Re: TV Broadcast URI Schemes Requirements

From: Craig A. Finseth (fin@finseth.com)
Date: Mon, Nov 29 1999


Date: Mon, 29 Nov 1999 15:55:20 -0600 (CST)
Message-Id: <199911292155.PAA04538@isis.visi.com>
From: "Craig A. Finseth" <fin@finseth.com>
To: jeff.sussna@quokka.com
Cc: www-tv@w3.org
Subject: Re: TV Broadcast URI Schemes Requirements

	...
      3. The document states that "given a URI, it must be possible for a
   receiver
      to actually locate the resource, or conclude that it is not reachable?"
      Doesn't this rely on the presence of extrenal software? I.e., URN
   resolvers
      and the like?

   No, it relies on mapping tables.  All resolution is handled in the
   receiver.  The assumptions section clearly indicates that any scheme
   must operate in a "receive only" mode.

   RESPONSE: In my mind, a mapping table IS a URN resolver. Anyway, it still
   seems beyond the scope of the URI spec.

Clarification noted.  We agree.

      6. To restate my above comment more generally, I would add to the
      requirements that a TV URI must completely describe the content being
      identified. In other words, a TV resource identifier must in fact
   uniquely
      (either by location in the case of URL or equality in the case of URN)
      identify a TV resource. 

   It does this.

   What it does not do (by design) is tell you from inspection how to
   obtain the content (it is impossible to do this while remaining
   transport independent): it relies on transport-dependent mapping tables
   for this portion of the system.

   RESPONSE: Yes, it does this, except in the case where a URI returns multiple
   resources. This seems to me to go against at least the spirit of URI's. It

Well, in an environment where you...

1) Identify episodes, and the same episode appears more than once in
the schedule.

2) Identify data modules, and the same module comes around more than
once in a carousel.

I think that a URI returning multiple resources at least matches what
quite a few people expect it to.  (If you'd rather, think of them as
multiple instances of the same resource.)

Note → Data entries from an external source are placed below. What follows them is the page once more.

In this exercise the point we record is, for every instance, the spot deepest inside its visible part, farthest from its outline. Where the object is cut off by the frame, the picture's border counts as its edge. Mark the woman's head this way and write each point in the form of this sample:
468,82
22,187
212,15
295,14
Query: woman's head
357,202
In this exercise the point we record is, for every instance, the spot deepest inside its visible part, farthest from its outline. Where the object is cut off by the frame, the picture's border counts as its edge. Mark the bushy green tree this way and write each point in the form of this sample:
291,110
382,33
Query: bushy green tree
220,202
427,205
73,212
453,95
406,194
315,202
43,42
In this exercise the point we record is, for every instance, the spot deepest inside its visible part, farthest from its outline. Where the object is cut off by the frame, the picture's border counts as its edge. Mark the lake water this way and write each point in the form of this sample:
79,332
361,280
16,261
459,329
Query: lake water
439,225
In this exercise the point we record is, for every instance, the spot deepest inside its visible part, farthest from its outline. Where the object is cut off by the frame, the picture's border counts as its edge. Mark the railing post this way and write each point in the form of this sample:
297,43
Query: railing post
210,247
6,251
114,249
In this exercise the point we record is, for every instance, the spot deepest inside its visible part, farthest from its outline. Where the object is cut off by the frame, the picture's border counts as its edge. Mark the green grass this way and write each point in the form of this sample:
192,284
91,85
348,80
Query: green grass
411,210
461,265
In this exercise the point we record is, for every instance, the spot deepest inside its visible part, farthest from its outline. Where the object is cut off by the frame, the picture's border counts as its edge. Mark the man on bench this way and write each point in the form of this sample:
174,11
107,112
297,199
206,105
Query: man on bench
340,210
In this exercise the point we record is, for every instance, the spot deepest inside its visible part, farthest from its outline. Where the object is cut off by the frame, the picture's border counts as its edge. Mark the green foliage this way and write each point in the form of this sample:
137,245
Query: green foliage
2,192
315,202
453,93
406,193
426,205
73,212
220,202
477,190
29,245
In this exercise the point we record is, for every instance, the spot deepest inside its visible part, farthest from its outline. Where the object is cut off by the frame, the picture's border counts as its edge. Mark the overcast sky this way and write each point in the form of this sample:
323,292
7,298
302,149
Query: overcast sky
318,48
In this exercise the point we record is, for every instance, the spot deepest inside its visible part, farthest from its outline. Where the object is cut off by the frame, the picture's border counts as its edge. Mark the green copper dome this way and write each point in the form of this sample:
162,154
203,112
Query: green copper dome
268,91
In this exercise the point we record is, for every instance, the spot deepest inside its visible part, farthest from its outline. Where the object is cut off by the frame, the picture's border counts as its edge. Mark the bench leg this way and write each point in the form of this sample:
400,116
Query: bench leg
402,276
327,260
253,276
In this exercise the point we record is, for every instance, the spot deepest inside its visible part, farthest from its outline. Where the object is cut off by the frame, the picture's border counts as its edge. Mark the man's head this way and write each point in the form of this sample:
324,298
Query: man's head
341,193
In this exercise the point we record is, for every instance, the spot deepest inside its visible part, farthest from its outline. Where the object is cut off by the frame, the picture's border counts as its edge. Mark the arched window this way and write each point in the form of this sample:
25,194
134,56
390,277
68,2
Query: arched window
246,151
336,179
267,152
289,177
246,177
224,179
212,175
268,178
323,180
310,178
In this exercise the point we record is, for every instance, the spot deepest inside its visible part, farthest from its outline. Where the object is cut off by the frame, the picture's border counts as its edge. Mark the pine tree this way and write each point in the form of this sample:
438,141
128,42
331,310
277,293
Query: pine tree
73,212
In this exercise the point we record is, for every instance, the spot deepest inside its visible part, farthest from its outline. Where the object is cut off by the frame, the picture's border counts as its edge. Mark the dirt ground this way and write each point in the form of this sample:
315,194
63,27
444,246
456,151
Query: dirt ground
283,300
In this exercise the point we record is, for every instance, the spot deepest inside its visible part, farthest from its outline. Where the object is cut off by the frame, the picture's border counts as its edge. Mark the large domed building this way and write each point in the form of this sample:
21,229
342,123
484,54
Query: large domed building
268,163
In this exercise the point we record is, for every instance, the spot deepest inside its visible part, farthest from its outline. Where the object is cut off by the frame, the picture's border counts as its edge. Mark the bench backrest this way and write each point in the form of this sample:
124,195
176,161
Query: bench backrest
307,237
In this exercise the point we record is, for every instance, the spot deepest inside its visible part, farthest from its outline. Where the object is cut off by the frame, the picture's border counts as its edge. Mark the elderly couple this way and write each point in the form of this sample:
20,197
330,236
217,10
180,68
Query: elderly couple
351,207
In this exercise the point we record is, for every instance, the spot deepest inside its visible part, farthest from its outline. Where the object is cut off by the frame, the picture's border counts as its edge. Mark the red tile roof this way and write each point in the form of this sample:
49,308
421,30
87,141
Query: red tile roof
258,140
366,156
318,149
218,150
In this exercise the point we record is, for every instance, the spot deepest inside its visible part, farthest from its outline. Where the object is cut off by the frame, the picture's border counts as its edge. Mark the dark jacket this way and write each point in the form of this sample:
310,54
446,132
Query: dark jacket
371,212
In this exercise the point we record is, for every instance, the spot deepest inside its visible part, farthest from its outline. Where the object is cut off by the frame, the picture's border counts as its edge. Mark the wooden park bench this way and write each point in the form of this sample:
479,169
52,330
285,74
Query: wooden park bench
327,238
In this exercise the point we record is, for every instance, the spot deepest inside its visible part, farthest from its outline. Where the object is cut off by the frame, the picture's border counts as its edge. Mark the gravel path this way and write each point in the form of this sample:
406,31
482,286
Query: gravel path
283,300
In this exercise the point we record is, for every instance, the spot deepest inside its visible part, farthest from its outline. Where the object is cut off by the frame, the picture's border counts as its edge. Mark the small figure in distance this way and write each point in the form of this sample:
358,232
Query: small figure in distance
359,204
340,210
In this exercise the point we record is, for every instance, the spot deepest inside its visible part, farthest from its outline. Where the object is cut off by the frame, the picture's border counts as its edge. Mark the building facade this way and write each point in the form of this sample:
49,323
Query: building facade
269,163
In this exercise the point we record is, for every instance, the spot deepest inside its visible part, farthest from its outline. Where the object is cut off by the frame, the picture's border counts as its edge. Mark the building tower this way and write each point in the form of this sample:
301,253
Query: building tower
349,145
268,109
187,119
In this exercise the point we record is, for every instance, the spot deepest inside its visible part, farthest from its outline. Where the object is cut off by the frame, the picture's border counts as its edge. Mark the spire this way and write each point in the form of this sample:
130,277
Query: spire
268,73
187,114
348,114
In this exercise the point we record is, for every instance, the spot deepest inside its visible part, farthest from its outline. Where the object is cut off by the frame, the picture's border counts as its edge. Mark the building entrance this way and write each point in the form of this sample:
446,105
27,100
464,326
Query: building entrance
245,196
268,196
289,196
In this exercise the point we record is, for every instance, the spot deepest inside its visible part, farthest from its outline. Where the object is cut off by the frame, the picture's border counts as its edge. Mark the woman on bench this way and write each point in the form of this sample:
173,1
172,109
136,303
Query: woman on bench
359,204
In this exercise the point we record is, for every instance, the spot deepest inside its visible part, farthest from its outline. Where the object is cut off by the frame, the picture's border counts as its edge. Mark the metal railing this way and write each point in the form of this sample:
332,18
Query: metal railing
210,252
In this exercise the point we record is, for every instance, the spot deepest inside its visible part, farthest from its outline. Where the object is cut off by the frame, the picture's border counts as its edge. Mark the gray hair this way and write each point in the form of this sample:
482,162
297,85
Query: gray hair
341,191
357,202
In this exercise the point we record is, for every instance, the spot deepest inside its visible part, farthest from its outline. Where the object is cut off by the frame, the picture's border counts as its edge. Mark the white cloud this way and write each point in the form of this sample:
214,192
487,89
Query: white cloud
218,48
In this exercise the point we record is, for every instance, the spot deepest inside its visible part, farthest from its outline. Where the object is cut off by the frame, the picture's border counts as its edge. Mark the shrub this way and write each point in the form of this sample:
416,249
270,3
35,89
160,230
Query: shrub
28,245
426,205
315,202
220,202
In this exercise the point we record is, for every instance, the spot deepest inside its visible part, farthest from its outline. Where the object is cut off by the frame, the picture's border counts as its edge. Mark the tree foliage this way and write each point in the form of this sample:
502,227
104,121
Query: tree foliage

   also makes me uncomfortable to think about a scheme where I don't know
   exactly what I'll get except in some content-provider specific way. Note

Keep in mind also that in many cases, the same person is creating the
content and assigning the URIs.  There should be few surprizes when
resolving URIs.

   that Apache had the notion of content negotiation which never quite made it
   to universality, and thus never was fully usable.

Pity.  It was a good idea and we needed it.